Machine-learning-assisted discovery of lattice dynamics signatures of sodium superionic conductors
Abstract
Sodium superionic conductors are key to the development of all-solid-state sodium batteries. Discovery of new superionic conductors has traditionally relied on insights from material defect chemistry and the transition/hopping theory, while the role of lattice vibrations, i.e., phonons, remains underexplored. We identify key lattice dynamics signatures that govern ionic conductivity by analyzing the phonon mean squared displacement (MSD) of Na+ ions. By high-throughput screening of a dataset of 3903 Na-containing structures, we establish a strong positive correlation between phonon MSD and diffusion coefficients, providing a quantitative correlation between lattice dynamics and ion transport.
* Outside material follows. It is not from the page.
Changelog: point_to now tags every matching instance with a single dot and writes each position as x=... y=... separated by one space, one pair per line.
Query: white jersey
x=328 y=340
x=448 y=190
To accelerate this discovery, we incorporate machine learning (ML) into our screening workflow, using phonon-derived descriptors to rapidly predict ionic transport properties across a broad structural space. Our findings reveal that low acoustic cutoff phonon frequencies, low center vibrational density of states of Na+ ions, slightly higher than the acoustic cutoff frequencies, and enhanced low-frequency vibrational coupling between Na+ ions and the host sublattice promote superionic conductivity. Phonon mode analysis further demonstrates that only a small subset of low-frequency acoustic and optic modes contribute dominantly to large phonon MSDs and Na+ ion migration, while higher-energy modes contribute negligibly. These insights enable the integration of lattice dynamics descriptors, phonon MSD, Na+ VDOS center, acoustic cutoff frequency, and low-frequency phonon coupling into machine learning frameworks, accelerating the discovery and rational design of high-performance sodium superionic conductors.